To: Lazarus_Long who wrote (20228)5/31/2007 6:22:31 PM
From: TimF  Respond to of 71588
 
There used to be an axiom in American politics: Don't mix religion and politics.

Many of the ideas the religious right fights for now, where just accepted, or where pushed by people without such a strong and obvious religious connection.

Now that they are pushed more by very religious people (and often people who go beyond "very religious" to "aggressively religious"), and less by more secular minded people, and mildly religious people, the ideas become to be seen as "mixing religion and politics", but the ideas are often not inherently religious.

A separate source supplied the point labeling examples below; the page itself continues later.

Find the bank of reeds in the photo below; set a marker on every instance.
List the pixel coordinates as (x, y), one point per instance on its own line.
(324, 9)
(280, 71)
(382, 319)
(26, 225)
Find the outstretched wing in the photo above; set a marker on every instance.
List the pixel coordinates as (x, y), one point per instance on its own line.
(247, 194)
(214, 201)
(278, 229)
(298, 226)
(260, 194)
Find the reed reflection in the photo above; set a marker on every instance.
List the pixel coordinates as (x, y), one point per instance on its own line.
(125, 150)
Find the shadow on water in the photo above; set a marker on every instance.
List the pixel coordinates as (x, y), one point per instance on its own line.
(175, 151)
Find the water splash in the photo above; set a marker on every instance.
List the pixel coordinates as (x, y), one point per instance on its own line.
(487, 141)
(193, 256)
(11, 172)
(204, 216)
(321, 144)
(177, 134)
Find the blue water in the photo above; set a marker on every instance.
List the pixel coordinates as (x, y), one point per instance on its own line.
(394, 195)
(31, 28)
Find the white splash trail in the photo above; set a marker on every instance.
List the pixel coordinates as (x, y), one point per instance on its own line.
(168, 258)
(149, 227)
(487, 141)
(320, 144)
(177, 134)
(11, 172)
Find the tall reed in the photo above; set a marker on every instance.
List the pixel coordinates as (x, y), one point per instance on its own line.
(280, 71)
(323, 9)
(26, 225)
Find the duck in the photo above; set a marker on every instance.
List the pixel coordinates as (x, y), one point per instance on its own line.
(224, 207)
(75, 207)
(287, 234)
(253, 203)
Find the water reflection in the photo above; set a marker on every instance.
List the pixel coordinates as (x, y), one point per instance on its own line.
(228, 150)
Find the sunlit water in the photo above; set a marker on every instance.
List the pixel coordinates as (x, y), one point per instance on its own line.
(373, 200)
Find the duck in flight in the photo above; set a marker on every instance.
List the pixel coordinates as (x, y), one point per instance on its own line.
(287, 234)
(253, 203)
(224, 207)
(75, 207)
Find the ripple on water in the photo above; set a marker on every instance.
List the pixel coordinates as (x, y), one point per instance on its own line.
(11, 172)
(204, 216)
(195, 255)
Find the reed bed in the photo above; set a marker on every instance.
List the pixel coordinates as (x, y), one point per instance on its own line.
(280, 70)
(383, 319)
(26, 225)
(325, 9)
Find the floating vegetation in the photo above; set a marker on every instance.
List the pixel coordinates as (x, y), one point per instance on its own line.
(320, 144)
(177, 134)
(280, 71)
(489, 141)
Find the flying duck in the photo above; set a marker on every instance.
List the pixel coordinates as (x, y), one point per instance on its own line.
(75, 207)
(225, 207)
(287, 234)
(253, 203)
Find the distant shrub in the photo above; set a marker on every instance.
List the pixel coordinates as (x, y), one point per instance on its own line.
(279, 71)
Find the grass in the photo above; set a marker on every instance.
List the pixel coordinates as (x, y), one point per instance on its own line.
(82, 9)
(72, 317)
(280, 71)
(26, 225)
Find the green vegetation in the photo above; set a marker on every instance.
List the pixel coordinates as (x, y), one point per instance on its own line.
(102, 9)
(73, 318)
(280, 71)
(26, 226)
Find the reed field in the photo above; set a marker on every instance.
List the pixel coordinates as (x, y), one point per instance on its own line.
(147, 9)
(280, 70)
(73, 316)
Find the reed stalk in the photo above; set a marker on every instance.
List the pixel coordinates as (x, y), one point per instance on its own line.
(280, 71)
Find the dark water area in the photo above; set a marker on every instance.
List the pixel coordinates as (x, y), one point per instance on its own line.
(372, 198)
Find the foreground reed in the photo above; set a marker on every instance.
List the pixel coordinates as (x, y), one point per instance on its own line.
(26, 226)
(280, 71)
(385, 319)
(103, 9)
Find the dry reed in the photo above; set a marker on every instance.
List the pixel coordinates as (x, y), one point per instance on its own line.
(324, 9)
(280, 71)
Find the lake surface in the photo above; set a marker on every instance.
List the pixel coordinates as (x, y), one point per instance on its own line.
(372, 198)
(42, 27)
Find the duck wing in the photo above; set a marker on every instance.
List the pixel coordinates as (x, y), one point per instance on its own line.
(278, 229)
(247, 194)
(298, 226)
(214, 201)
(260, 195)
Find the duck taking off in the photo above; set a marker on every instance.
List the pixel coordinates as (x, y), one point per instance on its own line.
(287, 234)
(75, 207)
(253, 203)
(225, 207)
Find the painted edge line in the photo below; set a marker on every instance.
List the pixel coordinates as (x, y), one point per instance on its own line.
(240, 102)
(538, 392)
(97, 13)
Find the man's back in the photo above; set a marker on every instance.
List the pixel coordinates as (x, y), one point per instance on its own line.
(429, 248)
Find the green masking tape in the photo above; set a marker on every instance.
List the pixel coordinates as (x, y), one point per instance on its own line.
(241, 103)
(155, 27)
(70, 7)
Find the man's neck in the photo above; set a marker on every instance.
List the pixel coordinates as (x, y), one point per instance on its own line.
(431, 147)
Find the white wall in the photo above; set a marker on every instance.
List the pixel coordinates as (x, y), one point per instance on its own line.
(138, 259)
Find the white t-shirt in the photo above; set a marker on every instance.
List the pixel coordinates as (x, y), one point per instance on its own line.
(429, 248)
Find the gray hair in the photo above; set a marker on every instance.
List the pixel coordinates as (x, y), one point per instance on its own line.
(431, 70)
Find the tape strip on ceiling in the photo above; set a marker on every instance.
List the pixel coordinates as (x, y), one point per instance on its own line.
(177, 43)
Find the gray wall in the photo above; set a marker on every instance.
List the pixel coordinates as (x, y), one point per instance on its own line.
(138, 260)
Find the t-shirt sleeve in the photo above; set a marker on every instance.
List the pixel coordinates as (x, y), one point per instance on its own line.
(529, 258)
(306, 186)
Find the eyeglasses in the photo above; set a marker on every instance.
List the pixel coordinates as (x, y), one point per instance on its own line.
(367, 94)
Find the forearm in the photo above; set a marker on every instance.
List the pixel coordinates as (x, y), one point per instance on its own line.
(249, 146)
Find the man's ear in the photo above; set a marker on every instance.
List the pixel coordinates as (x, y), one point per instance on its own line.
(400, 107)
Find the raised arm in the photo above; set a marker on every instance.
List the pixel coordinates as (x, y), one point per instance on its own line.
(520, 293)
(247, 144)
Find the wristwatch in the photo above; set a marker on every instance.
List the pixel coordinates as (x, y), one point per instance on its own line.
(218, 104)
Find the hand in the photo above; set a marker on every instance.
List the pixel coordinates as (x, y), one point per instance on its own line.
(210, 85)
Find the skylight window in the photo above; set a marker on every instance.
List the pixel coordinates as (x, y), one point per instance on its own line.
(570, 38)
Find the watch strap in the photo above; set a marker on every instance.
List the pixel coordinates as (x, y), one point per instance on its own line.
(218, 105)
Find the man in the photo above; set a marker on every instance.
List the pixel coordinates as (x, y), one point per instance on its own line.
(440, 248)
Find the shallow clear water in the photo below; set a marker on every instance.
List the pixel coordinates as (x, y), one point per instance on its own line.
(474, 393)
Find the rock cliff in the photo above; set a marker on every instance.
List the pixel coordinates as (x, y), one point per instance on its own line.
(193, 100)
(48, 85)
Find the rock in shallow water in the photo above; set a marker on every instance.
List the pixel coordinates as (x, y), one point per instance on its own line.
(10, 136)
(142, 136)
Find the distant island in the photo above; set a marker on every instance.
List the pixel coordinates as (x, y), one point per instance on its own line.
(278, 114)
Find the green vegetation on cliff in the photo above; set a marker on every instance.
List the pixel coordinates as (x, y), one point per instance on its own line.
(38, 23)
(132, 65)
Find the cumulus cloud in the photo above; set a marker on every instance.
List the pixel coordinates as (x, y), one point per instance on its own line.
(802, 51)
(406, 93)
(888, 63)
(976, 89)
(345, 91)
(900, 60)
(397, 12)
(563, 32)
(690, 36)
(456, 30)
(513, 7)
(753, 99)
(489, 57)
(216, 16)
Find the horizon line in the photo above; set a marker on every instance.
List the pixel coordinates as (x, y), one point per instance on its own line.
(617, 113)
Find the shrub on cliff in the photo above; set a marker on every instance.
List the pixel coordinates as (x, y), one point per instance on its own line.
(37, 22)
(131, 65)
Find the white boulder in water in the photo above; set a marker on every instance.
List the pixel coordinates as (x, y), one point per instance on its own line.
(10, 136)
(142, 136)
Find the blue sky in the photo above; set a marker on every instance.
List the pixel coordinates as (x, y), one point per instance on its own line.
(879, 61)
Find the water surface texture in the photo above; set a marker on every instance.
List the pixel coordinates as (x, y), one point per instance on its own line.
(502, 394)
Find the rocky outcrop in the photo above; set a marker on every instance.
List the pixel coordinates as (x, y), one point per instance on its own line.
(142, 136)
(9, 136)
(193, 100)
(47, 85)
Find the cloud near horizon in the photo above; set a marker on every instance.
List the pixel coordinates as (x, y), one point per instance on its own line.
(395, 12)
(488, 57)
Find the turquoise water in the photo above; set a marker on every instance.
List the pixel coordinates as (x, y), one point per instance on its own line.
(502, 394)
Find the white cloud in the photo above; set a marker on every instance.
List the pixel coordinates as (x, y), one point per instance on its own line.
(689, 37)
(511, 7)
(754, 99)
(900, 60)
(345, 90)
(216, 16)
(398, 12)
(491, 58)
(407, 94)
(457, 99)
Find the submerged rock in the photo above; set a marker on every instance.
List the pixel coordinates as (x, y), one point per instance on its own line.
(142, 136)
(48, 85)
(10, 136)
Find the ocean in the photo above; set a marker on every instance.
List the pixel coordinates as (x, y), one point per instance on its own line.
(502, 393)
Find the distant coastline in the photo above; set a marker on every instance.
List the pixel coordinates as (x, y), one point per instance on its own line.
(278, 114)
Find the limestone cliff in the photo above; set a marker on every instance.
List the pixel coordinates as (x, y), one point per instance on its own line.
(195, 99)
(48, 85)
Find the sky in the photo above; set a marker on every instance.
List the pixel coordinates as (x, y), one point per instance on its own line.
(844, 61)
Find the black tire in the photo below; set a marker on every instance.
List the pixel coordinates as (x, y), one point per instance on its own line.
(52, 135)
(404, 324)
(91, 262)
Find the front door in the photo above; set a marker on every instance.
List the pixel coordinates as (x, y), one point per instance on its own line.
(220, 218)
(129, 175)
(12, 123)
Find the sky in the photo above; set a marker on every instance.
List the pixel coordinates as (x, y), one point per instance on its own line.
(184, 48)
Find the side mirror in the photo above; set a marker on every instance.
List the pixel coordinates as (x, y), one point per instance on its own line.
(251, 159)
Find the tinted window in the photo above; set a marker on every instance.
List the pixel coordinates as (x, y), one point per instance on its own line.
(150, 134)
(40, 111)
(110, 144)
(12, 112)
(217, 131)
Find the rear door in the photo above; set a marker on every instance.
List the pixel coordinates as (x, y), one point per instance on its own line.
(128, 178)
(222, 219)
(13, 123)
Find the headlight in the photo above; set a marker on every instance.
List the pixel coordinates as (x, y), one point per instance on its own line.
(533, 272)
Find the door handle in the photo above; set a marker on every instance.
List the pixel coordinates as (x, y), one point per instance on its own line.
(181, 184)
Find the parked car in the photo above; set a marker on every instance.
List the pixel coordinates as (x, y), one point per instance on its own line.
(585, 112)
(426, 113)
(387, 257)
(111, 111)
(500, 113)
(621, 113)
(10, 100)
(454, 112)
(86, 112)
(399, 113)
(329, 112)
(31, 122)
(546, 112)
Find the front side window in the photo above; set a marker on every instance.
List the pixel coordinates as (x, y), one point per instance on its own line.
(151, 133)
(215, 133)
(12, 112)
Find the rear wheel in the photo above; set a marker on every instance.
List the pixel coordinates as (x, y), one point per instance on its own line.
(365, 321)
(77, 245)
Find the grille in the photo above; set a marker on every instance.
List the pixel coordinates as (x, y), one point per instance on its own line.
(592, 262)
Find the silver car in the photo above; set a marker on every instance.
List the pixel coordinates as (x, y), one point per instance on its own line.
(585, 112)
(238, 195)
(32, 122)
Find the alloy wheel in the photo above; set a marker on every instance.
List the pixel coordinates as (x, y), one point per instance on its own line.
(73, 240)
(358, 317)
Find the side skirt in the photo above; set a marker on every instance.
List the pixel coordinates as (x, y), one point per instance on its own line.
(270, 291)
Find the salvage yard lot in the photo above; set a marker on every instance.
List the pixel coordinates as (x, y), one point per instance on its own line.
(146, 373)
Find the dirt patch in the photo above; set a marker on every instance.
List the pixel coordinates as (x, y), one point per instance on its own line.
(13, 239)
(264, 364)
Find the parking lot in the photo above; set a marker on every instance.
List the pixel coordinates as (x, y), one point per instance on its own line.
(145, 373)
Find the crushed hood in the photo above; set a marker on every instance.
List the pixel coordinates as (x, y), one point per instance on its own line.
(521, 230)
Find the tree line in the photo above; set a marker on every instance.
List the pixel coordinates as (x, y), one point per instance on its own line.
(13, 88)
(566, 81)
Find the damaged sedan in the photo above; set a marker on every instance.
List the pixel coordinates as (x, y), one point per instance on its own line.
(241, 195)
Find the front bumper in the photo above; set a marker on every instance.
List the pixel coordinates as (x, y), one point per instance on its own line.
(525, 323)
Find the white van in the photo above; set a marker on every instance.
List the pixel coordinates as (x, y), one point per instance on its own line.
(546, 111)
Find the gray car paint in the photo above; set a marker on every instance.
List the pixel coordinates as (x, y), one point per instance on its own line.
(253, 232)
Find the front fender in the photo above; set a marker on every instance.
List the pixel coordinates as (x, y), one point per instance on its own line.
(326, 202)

Or alternatively if you consider religiously inspired beliefs about what is just in a certain situations to be "religion", and pushing them in the political sphere to be "mixing religion and politics", then "mixing religion and politics" isn't all that bad, and may even be good.

Religions shouldn't be "established". There should be no official, or otherwise tax financed religion. Also there should be free exercise of religion (within reason, if your religion requires human sacrifice, its reasonable to prohibit such exercise). Also laws shouldn't be directly religious, they shouldn't define or enforce religious ideas or observances, they shouldn't declare beliefs about God or any supernatural being or force to be true or false.

OTOH people's religious beliefs informing their political opinions isn't against the letter or even the spirit of the constitution, it isn't against generally accepted American principles, and it isn't anything new in the US.

But then there used to be an axiom: Politics stops at the water's edge. Where'd it go?

There's also "war is politics by other means", but the two statements refer to different types of politics.

Whether to go to war, or even whether to continue to wage war, is an inherently political issue. OTOH it doesn't have to be, and really should not be, an issue of partisan political advantage. (Which doesn't mean that supporting or opposing a war can not or should not give any partisan advantage, but ideally such decisions should not be primarily about partisan advantage.)